Mutualism is an anarchist social philosophy first established in print by Pierre-Joseph Proudhon. While often considered to be the father of mutualism (something I have repeated and am apt to do again), Proudhon was actually more of its first philosopher, because mutualism already existed to some degree, long before Proudhon would write about it in his works. Proudhon had spent time among the workman’s associations in Lyon, France, where he witnessed fraternal organizations and guilds functioning in mutualistic manners, involving member control from voluntary participants. When he wrote in favor of mutualism, he probably had these cooperative associations in mind. Nonetheless, Proudhon can be considered to be the first philosophical exponent of mutualism as a school of thought.

Along with being among the first philosophical proponents of mutualism, Proudhon is the first to call himself an anarchist. Yet, again, the sentiment against government and the state long preceded Proudhon. Some have traced it back to Ancient Greek or Chinese thinkers, such as Zeno or Lao Tzu. Others suggest that others much closer to Proudhon’s time were the first, such as William Godwin or Josiah Warren. Proudhon maintains the title of the first anarchist simply for being the first to call himself such on record.
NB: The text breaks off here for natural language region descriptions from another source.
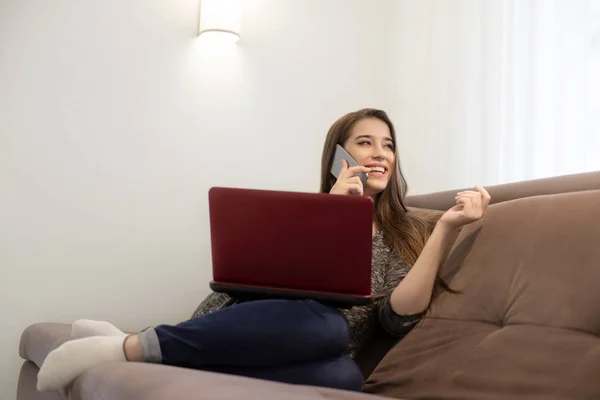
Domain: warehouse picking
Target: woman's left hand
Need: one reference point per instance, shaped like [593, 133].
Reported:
[470, 207]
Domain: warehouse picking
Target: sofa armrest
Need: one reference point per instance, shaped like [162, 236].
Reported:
[40, 339]
[138, 381]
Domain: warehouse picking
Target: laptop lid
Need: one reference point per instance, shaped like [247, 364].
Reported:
[308, 242]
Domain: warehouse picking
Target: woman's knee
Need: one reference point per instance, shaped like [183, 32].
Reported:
[334, 332]
[344, 374]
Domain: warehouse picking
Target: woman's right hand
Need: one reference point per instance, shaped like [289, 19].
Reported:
[347, 182]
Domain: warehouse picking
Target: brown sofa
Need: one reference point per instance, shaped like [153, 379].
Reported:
[525, 325]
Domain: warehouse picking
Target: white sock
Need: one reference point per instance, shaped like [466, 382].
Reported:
[75, 357]
[86, 328]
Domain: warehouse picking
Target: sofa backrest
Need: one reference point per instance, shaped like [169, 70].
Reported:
[381, 342]
[512, 191]
[527, 321]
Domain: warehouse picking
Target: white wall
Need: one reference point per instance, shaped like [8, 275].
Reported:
[115, 121]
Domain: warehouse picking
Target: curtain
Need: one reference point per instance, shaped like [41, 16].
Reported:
[496, 91]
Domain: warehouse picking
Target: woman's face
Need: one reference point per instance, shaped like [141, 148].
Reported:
[371, 144]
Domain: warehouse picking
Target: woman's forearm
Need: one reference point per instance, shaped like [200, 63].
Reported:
[413, 294]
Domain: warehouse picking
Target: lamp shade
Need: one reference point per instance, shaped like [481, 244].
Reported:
[220, 17]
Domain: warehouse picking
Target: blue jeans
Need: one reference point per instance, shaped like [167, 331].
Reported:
[291, 341]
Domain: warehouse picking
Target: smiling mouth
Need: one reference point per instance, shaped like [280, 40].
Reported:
[377, 170]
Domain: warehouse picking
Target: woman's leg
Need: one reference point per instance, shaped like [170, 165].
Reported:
[253, 334]
[338, 373]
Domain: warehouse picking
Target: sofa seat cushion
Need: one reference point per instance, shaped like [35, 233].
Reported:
[527, 321]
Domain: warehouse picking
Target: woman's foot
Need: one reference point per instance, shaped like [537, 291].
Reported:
[75, 357]
[85, 328]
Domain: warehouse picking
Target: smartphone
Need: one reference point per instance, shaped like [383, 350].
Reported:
[336, 167]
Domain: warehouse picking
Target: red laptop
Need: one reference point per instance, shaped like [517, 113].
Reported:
[273, 244]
Proudhon had been raised by a father who was a journeyman brewer and cooper and a mother who was a peasant and housekeeper. He is one of the few philosophers to truly have come from a lower class background. He had a thirst for knowledge, however, which drove him to study a large range of topics in social science and the humanities. He yearned for a society in which peasant and poor artisanal families like his own could live happy and fulfilling lives.
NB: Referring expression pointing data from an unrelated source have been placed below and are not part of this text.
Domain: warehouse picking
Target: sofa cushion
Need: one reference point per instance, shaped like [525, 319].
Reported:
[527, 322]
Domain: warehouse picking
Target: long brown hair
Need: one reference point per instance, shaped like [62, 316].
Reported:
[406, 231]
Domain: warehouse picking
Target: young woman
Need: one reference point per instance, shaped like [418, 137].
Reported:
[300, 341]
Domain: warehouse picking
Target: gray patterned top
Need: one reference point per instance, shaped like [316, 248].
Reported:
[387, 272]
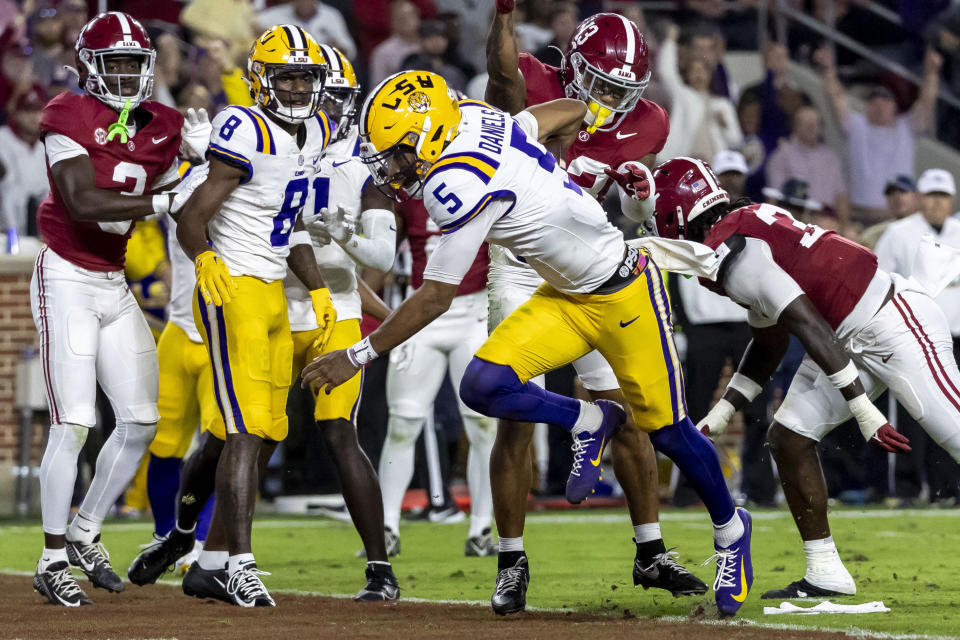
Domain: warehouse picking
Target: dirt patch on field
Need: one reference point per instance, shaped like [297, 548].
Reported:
[164, 612]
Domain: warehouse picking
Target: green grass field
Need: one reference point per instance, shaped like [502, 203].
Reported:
[582, 560]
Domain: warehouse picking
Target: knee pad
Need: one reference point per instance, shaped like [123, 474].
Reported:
[403, 432]
[484, 381]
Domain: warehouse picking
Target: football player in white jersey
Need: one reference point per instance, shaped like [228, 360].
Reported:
[485, 176]
[263, 163]
[343, 201]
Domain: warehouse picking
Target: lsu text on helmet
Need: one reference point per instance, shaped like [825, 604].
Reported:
[340, 90]
[281, 50]
[606, 66]
[686, 187]
[115, 59]
[405, 124]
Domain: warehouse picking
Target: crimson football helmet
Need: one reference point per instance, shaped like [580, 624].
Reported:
[606, 57]
[686, 187]
[114, 34]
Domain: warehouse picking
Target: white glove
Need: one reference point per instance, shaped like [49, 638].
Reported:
[319, 234]
[716, 421]
[340, 223]
[195, 133]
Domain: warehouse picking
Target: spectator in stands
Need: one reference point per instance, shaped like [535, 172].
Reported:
[805, 156]
[231, 21]
[896, 252]
[902, 201]
[474, 23]
[534, 29]
[403, 41]
[731, 169]
[431, 57]
[322, 21]
[880, 142]
[563, 23]
[700, 124]
[23, 169]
Proudhon had been influenced by a large range of thinkers, from the utopian socialists like Saint Simon and Charles Fourier to classical liberal economists such as Adam Smith and Jean-Baptiste Say. He debated against communists such as Karl Marx, who had once been his proponent, and against capitalist philosophers such as Frederic Bastiat. Proudhon opposed communism, believing it to reward mediocrity at the expense of those who have more merit to perform social functions, and opposed capitalism on the grounds that idle holders of property held political power and income that was unearned. Proudhon said, “Communism is inequality, but not as property is. Property is exploitation of the weak by the strong. Communism is exploitation of the strong by the weak.”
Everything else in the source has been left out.